Partenope, dea protettrice di Napoli, secondo la mitologia classica era una delle tre meravigliose sirene finite in mare per la disperazione e trasformate in scogli. Il corpo di Partenope, racconta il mito, sarebbe arrivato fino a Napoli, nel posto in cui oggi si trova Castel dell’Ovo. Parthenope, nel film, è l’ammaliante giovane bellezza che rapisce l’amore di chiunque la incontri. Ha il volto e il corpo sinuoso di Celeste Dalla Porta, alla sua prima prova cinematografica. Sguardo nel vuoto, sensualità, ingenuità, provocazione convivono nella mente confusa di questa giovane incantevole creatura, attorniata da uomini predatori e romantici sogni d’amore.



Parthenope è bellezza spaesata, ricerca di sé, desiderio di eterna giovinezza. È rimpianto, nostalgia, contraddizione. È tormento, sperimentazione, voglia di vivere e paura della morte, che le scorre accanto. Parthenope è eterea e concreta. Folle e spiazzante. Attorno a lei ruotano le vite di chi l’ha conosciuta da tempo, e non la dimentica, e da chi ne rimane infatuato al primo sguardo. Sorrentino la racconta come una dea tra gli umani, in cerca di un posto dove esistere e trovare felicità.

In questo racconto sospeso tra il carnale e l’ideale, tra il reale e l’immaginario, tra il passato e il futuro, scorrono copiose le domande sulla vita che trovano risposta puntuale nelle frasi ad effetto di Parthenope, curiosa di umanità, che ha parole per tutto e per tutti. E che sembra parlare per aforismi.



Il primo di questi, in ordine di apparizione, compare in copertina, a svelare il piano di una storia di ricerca: “Certo che è enorme la vita. Ti perdi dappertutto”. Un film sfuggente, a tratti, nel suo flusso di coscienza che ritrae paure e ricordi del regista che porta Napoli nel cuore. Città dove è nato e dove torna per la seconda volta di seguito, con un grande carico di rimpianti e nostalgie, dopo la fuga nel mondo planetario del cinema d’autore.

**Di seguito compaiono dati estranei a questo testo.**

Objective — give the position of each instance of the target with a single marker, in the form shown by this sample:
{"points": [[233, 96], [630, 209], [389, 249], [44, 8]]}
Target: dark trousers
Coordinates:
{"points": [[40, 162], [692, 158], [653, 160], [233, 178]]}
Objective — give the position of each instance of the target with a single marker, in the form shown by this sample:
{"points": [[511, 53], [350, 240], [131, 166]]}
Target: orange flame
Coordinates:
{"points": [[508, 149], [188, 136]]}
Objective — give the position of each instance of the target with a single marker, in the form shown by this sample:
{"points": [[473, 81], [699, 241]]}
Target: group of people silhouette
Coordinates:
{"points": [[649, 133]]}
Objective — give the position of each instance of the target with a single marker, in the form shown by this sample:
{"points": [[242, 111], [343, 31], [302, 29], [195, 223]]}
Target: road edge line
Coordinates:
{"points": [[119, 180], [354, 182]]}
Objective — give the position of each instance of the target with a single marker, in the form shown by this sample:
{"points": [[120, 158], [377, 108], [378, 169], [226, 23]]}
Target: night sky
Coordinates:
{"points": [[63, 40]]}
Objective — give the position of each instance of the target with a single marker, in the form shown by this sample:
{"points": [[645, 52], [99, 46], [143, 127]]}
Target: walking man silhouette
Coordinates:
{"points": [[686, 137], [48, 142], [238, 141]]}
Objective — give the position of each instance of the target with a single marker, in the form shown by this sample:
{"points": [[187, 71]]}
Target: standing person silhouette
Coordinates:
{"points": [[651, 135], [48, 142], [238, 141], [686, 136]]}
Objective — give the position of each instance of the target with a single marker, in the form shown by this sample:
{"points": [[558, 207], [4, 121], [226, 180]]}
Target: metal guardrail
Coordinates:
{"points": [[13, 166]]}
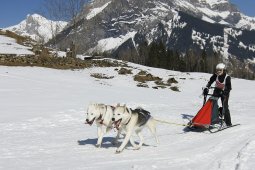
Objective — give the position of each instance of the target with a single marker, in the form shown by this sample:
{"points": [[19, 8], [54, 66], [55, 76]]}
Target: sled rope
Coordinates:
{"points": [[170, 123]]}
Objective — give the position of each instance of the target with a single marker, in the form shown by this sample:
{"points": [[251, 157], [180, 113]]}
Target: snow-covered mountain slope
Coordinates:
{"points": [[10, 46], [38, 27], [116, 26], [43, 112]]}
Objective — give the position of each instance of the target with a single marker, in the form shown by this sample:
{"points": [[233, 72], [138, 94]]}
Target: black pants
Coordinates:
{"points": [[225, 111]]}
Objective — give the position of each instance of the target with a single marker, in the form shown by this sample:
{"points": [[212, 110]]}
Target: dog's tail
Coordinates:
{"points": [[170, 123]]}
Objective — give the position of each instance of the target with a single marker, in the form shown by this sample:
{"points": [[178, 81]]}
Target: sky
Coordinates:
{"points": [[14, 11]]}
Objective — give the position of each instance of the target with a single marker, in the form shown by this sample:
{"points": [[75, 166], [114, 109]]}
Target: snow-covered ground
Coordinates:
{"points": [[9, 46], [43, 110]]}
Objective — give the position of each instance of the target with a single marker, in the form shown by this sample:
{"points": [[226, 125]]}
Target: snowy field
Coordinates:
{"points": [[42, 115]]}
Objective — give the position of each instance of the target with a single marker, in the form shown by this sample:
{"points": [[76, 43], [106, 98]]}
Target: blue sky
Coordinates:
{"points": [[14, 11]]}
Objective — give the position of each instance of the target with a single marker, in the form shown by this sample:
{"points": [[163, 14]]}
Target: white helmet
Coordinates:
{"points": [[220, 66]]}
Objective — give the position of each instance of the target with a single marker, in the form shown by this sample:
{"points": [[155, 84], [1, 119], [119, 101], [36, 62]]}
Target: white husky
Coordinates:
{"points": [[133, 120], [102, 115]]}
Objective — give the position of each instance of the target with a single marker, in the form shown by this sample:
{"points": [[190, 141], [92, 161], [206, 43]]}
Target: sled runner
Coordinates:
{"points": [[210, 117]]}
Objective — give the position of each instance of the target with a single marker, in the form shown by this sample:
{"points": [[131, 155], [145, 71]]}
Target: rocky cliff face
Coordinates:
{"points": [[38, 28], [213, 25]]}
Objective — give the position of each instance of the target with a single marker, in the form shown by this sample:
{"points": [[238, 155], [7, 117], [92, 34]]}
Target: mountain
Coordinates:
{"points": [[118, 26], [38, 27], [43, 112]]}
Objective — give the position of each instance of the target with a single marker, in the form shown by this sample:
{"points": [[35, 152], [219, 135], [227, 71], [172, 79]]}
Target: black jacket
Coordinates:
{"points": [[221, 78]]}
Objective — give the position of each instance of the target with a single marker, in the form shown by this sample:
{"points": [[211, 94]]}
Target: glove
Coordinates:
{"points": [[225, 93], [205, 91]]}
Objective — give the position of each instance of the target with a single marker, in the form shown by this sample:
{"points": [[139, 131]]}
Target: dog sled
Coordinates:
{"points": [[210, 117]]}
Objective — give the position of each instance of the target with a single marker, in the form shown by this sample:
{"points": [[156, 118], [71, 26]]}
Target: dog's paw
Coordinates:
{"points": [[114, 142], [98, 145], [137, 148], [118, 151]]}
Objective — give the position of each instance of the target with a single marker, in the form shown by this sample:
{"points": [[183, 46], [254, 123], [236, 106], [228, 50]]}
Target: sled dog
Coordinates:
{"points": [[102, 115], [133, 120]]}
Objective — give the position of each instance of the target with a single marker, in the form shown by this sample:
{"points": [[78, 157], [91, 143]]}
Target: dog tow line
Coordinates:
{"points": [[171, 123]]}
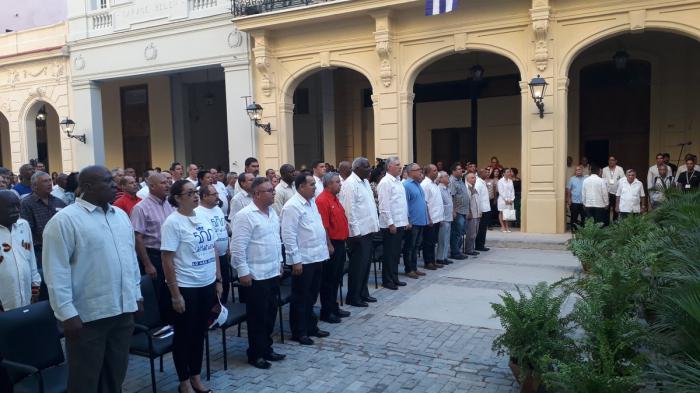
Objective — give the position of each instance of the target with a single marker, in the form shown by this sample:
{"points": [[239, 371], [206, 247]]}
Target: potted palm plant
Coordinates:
{"points": [[534, 332]]}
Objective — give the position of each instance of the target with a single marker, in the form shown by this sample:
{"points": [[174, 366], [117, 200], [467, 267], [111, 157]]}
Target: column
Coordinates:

Parthenope è un viaggio nel cielo dei sogni, un tuffo nel mare delle sensazioni e un grido tra le vie di una Napoli decadente, una grande bellezza grottesca di macchiette vomitevoli, dispregio di chi sedotto un tempo l’ha poi abbandonata.

Un po’ Youth – La giovinezza, un po’ La grande bellezza, un po’ È stata la mano di Dio. Un po’ capolavoro e un po’ fallimento. Un po’ farsa, un po’ tragedia. Parthenope è contraddittorio, controverso, confuso. Un po’ come Napoli.